I spent the next three days bouncing all over Jessell, applying to every job in the want ads: a babysitting gig that turned out to be for a guinea pig named Lester, a dishwashing shift at a seafood restaurant that reeked of rotting fish. Sure, technically I’d been on Guy’s payroll all summer, but each week he’d held a slice back for expenses—rent in the complex, that expensive studio time—and now I had basically less than I’d had when I’d gone to Orlando. I thought of that flashy red bathing suit I hadn’t bothered to check the price on, and cursed myself for being such a fool.
It was nearing dusk by the time I got off the bus on the third day, sun sinking behind the low-slung houses and the cicadas already screeching their desperate calls for love. My shirt was sticking to my back, hot and sweaty; the backs of my feet were puffy with blisters from my uncomfortable “hire me” shoes. I let myself in through the screen door, was heading down the hall to shower when my mom called out to me from the living room.
“Come here a second,” she said, hitting the mute b
utton on the Law & Order rerun she was watching and patting the couch cushion beside her. “You’ve been running around since you got back. I haven’t hardly seen you.”
That was mostly because she’d been passed out in her bedroom, but I didn’t say that out loud. “I need to find a job,” I reminded her, but I went anyway, sinking into our ancient floral couch and gingerly sliding my feet out of my sandals.
“You’ll find something,” she said. She smelled like cigarettes and the same raspberry body spray she’d worn since I was a little girl, sweet and fruity and overpowering. A glass of something icy and clear sweated on the coffee table. “I got ice cream at the store today,” my mom continued, looping one slender arm around my shoulders unexpectedly. Normally she wasn’t much for hugs.
“You did?” I asked, smiling a little, leaning into her a bit. It was nice to be held for a moment, even if I was too big for it.

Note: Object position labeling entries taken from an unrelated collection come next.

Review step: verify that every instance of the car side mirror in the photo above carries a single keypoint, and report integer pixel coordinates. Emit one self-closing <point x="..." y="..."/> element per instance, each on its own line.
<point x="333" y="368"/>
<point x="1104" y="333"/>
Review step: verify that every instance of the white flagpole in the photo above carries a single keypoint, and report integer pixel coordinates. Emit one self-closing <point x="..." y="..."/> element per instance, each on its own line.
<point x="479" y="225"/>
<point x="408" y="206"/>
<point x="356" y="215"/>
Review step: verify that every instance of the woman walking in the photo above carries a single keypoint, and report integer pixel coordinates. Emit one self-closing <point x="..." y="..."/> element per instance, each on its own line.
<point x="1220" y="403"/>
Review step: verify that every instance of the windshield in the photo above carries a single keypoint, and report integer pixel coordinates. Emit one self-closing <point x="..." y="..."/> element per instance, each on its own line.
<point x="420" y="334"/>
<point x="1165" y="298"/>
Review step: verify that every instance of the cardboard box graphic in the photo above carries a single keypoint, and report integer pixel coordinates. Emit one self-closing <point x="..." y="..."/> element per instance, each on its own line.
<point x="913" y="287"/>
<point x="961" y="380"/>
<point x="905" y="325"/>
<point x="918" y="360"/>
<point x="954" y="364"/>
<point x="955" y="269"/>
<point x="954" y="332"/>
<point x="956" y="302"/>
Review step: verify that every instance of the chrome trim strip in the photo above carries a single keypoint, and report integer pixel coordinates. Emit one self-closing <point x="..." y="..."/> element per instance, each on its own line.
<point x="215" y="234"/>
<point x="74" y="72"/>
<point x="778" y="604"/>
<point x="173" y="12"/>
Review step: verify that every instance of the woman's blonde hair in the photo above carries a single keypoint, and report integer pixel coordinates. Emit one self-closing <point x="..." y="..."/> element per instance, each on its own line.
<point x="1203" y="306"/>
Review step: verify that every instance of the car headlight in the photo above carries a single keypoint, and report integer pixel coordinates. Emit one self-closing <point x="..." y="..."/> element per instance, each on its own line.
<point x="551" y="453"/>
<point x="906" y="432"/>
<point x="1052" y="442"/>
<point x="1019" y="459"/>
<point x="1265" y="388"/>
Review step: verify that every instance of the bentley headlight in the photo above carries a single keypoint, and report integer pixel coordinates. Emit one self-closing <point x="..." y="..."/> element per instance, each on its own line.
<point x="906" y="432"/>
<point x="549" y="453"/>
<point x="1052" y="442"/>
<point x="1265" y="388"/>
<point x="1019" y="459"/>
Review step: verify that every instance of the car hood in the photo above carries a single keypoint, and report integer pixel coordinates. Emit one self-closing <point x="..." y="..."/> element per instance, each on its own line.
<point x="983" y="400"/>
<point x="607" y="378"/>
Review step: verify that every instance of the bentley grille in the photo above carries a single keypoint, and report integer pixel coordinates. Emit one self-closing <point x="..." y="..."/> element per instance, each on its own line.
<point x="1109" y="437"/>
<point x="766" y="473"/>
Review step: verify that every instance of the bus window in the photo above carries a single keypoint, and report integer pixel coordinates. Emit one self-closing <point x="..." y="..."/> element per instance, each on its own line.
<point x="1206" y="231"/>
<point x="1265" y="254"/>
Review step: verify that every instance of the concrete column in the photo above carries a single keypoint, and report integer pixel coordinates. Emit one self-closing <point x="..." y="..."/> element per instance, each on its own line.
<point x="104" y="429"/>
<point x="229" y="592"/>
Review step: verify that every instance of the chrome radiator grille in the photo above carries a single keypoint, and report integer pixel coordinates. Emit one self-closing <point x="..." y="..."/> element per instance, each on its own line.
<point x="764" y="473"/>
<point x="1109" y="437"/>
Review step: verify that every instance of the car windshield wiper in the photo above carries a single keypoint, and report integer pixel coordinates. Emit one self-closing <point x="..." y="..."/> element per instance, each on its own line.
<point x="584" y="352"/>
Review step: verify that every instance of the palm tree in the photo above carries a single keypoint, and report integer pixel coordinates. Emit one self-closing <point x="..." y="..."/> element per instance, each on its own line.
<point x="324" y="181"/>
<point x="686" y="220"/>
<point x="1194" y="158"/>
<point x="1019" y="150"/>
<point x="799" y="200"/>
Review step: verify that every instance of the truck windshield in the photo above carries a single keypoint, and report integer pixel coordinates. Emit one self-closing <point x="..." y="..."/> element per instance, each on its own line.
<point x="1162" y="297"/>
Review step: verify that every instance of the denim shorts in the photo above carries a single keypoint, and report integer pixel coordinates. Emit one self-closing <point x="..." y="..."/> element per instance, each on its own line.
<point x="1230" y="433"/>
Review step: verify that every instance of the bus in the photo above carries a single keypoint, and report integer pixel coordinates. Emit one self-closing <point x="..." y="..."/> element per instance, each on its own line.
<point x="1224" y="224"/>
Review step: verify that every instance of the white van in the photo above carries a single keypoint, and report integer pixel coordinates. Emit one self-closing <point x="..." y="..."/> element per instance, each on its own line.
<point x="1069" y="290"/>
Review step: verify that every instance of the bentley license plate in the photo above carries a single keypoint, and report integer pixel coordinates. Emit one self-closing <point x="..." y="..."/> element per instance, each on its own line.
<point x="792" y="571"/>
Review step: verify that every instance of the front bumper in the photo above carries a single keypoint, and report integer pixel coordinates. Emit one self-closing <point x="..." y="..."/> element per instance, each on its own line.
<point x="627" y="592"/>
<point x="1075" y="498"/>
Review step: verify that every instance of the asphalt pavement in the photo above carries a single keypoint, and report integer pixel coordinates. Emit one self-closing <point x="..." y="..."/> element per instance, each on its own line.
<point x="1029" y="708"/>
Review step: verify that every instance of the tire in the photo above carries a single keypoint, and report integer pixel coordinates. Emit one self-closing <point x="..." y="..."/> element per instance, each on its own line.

“I did,” she said, sounding pleased. She looked so young to me all of a sudden, like she could have been in a girl group herself. “To celebrate you being back at home.”
“That’s nice,” I said, and I meant it. “Thanks.”
“I’ll tell you something,” my mom continued, reaching up and pushing my hair back off my forehead, her palm warm against my skin. “It never made any sense to me, what you were doing down there in Orlando.”
I felt my skin prickle at that, but I tried to keep my face expressionless. “No?” I said. “Why not?”
I felt her shrug. “It just felt like they were having you put on airs the whole time you were down there, you know what I mean? Tryin’ to make you into something you’re not.”